One of the hottest wells ever was drilled last year in Iceland, with a bit and mud motor from Baker Hughes, a GE company, surviving temperatures as high as 426°C.

It was the second attempt to drill a really deep geothermal well after the first abruptly ended halfway to its target depth. In fairness to the hardware, it worked right up until it drilled into the magma. It is now displayed in a museum run by HS Orka, the Icelandic power company behind the project.

“We were able to pump water until the magma let it go,” said Ari Stefansson, power plant manager for HS Orka, who was the drilling manager for the project covered in a paper delivered at the conference (SPE 189677).

These roller cones shows wear after drilling through basalt, but the specially designed drill bits stood up to the ultra-hot conditions in a geothermal well. Source: SPE 189677.


The website for the Icelandic Deep Drilling Project said that after the “molten rock was rapidly quenched” there was 20 m of “obsidian glass” at the bottom of the 2100-m hole.

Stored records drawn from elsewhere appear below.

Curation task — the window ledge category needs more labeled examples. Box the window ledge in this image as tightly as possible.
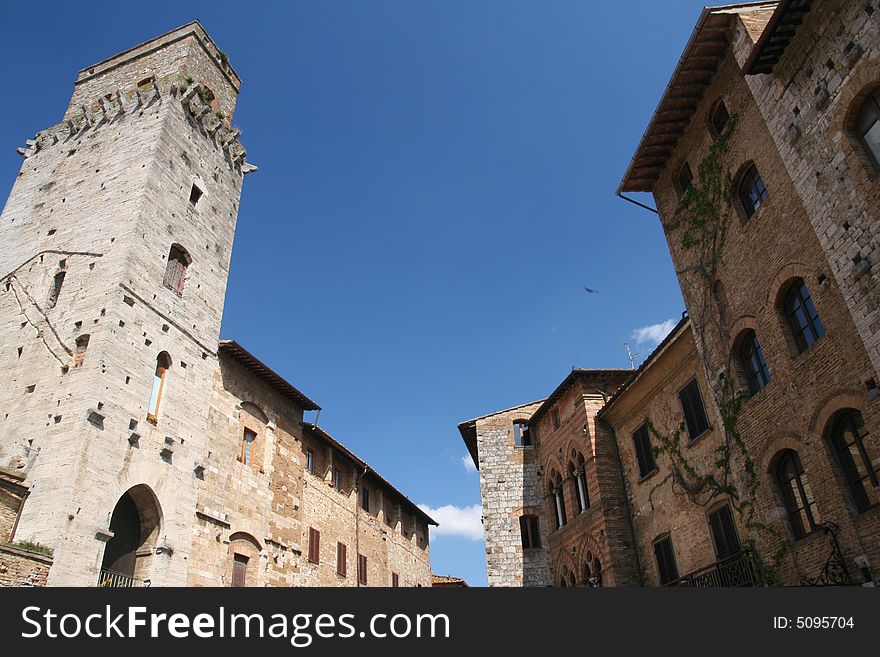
[685,424,713,448]
[637,467,660,484]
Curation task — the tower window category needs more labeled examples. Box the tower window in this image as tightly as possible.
[519,515,541,550]
[147,351,171,424]
[831,408,880,511]
[73,333,89,367]
[739,331,770,394]
[241,429,257,465]
[46,268,67,308]
[738,164,767,219]
[163,244,192,296]
[710,100,730,138]
[678,379,709,440]
[513,422,532,447]
[633,424,657,479]
[855,89,880,166]
[654,534,678,584]
[676,162,694,195]
[783,278,825,352]
[776,450,817,538]
[189,183,204,205]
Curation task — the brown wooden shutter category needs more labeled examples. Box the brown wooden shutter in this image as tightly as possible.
[336,543,346,577]
[309,527,321,563]
[709,505,742,561]
[232,554,248,586]
[358,554,367,586]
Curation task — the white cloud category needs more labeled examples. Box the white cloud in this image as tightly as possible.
[419,504,483,541]
[632,319,677,348]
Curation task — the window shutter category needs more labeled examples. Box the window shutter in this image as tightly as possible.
[336,543,346,577]
[709,506,742,561]
[309,527,321,563]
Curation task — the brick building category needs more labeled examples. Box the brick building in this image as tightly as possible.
[464,0,880,586]
[0,22,433,586]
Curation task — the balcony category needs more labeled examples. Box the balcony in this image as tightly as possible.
[666,553,755,587]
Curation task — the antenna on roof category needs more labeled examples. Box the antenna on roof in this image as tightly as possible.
[616,340,639,370]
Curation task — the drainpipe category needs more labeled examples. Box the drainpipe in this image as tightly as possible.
[596,418,644,586]
[354,466,369,588]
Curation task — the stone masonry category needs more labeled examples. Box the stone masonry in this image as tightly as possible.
[0,22,433,586]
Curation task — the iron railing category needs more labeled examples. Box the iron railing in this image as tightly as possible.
[666,553,755,587]
[98,570,143,589]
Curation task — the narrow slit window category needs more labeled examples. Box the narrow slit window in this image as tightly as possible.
[189,183,204,205]
[147,351,171,424]
[163,244,192,296]
[241,429,257,465]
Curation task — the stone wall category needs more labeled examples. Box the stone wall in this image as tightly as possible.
[474,402,553,586]
[643,11,880,584]
[532,370,639,586]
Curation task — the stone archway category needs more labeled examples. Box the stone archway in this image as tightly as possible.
[99,484,162,587]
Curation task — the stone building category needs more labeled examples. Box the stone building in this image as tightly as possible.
[464,0,880,586]
[0,22,433,586]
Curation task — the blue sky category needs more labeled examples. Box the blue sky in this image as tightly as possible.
[0,0,703,585]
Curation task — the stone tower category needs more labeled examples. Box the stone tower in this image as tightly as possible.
[0,22,254,586]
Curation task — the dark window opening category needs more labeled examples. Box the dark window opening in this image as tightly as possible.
[776,450,818,539]
[678,379,709,440]
[336,543,347,577]
[676,162,694,196]
[855,89,880,167]
[710,100,730,138]
[163,244,192,296]
[739,164,767,219]
[309,527,321,564]
[783,278,825,353]
[358,554,367,586]
[633,424,657,478]
[519,515,541,550]
[739,331,770,394]
[513,422,532,447]
[189,183,204,205]
[831,409,880,512]
[654,536,678,584]
[709,504,742,561]
[232,554,248,587]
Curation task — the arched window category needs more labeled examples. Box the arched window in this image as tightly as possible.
[737,164,767,219]
[147,351,171,424]
[855,88,880,167]
[513,420,532,447]
[709,100,730,139]
[776,449,818,539]
[519,514,541,550]
[739,331,770,394]
[783,278,825,352]
[163,244,192,295]
[550,474,568,529]
[830,408,880,511]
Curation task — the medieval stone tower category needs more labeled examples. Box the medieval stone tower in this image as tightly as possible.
[0,22,253,586]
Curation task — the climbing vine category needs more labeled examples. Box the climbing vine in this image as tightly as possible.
[647,115,788,586]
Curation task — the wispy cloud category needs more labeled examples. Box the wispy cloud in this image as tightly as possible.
[419,504,483,541]
[632,319,677,348]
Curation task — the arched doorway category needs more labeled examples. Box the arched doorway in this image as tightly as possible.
[98,484,162,587]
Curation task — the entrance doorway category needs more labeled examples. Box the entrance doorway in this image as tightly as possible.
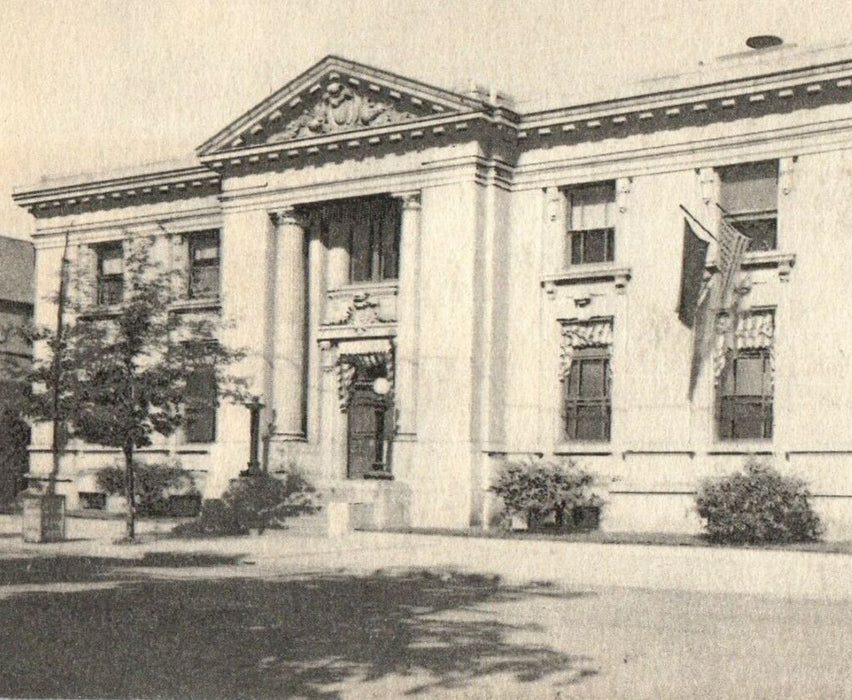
[347,367,394,479]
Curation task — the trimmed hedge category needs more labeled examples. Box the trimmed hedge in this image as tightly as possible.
[491,461,603,527]
[695,460,825,544]
[95,464,200,516]
[172,470,319,537]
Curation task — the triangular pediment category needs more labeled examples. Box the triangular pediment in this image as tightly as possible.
[198,56,484,158]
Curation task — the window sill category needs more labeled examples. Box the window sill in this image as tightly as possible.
[706,250,796,282]
[175,442,214,455]
[707,438,775,456]
[541,263,633,297]
[171,296,222,314]
[328,279,399,292]
[553,440,615,457]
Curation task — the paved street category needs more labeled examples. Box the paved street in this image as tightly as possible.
[0,517,852,698]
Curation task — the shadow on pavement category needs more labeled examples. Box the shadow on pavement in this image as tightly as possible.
[0,554,595,699]
[0,552,242,586]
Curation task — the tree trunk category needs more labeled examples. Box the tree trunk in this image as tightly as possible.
[124,445,136,542]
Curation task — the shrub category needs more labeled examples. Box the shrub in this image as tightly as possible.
[172,498,249,537]
[172,468,319,536]
[96,464,198,516]
[696,460,824,544]
[491,461,603,526]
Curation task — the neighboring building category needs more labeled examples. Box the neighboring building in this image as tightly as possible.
[15,49,852,536]
[0,236,35,505]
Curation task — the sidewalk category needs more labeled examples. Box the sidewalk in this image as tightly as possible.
[0,516,852,601]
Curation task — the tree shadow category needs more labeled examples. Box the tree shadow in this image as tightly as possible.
[0,558,595,699]
[0,552,248,586]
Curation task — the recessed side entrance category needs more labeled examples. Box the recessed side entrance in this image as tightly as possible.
[347,363,394,479]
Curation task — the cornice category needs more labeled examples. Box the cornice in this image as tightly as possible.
[197,56,506,157]
[517,60,852,149]
[200,112,515,174]
[512,117,852,190]
[12,56,852,224]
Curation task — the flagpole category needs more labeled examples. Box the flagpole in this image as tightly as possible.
[678,204,719,243]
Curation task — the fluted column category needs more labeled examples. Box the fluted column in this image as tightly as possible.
[395,192,420,441]
[272,207,305,440]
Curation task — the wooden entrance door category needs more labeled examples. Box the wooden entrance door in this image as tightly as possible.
[348,379,393,479]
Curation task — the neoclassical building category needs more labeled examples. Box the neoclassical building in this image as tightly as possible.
[14,50,852,537]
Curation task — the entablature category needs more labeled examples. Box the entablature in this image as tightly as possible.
[12,165,221,218]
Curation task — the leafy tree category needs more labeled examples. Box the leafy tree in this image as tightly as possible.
[24,238,248,540]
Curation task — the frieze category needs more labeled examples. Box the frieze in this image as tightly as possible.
[267,81,420,143]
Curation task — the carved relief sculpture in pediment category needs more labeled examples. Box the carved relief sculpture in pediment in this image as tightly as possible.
[325,292,396,327]
[267,81,418,143]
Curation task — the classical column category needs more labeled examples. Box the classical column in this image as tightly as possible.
[272,207,305,440]
[395,192,420,441]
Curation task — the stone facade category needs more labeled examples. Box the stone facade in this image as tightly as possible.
[15,50,852,536]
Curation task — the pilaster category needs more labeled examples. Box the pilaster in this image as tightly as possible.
[395,191,420,441]
[272,207,306,440]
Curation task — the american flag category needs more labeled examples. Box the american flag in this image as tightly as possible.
[689,213,751,401]
[715,218,751,309]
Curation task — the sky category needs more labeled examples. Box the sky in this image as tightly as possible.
[0,0,852,238]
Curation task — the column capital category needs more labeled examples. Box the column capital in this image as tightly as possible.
[269,204,305,228]
[391,190,420,210]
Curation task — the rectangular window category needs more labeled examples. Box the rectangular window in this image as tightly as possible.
[565,182,615,265]
[719,160,778,251]
[184,369,217,443]
[342,197,401,282]
[189,231,219,299]
[716,310,775,440]
[564,348,612,441]
[95,243,124,306]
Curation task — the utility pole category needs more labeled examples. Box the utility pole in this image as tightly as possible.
[47,231,70,496]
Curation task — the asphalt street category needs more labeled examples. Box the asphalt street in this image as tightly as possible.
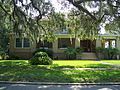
[0,84,120,90]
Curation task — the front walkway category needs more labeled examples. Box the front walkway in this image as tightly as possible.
[0,84,120,90]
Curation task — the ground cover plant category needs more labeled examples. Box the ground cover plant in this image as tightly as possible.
[0,60,120,83]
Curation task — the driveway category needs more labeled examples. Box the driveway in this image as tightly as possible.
[0,84,120,90]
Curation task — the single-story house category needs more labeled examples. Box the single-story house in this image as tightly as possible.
[9,33,120,59]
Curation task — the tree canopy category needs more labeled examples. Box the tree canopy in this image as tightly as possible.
[0,0,120,41]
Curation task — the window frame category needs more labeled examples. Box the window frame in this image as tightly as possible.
[103,39,117,48]
[15,37,31,48]
[58,38,75,49]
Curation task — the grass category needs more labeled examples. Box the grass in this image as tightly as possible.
[103,60,120,65]
[0,60,120,83]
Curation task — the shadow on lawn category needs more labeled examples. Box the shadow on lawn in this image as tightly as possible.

Six years later, a second well was drilled using a specially designed drill bit and motor built to survive temperatures up to 300°C. The rated temperature limit is more than 50% higher than the current maximum for extreme temperature equipment, and double the level for most downhole equipment, said Ralf Duerholt, a technical advisor for BHGE in charge of that work.

The first well showed it is possible to drill down to the lava using available hardware cooled by drilling fluid. But such extreme conditions cause early equipment failures, increasing the cost and time needed for drilling in the hottest depths that can deliver the most energy.

The equipment development was partially paid for by a $10-million grant from the US Department of Energy. It wants to fill a gap in geothermal drilling equipment that has held back development of a potentially huge energy source. The project in Iceland was the first chance to drill with it.

The rock is basalt, a tough, fractured obstacle. For that reason, BHGE built a rotary cone bit for its ability to stand up to the hard rock. That meant more moving parts than a simple PDC bit, which has diamond-tipped cutting teeth and does not require seals or lubrication systems, but presented a greater risk of damage without careful use, Duerholt said.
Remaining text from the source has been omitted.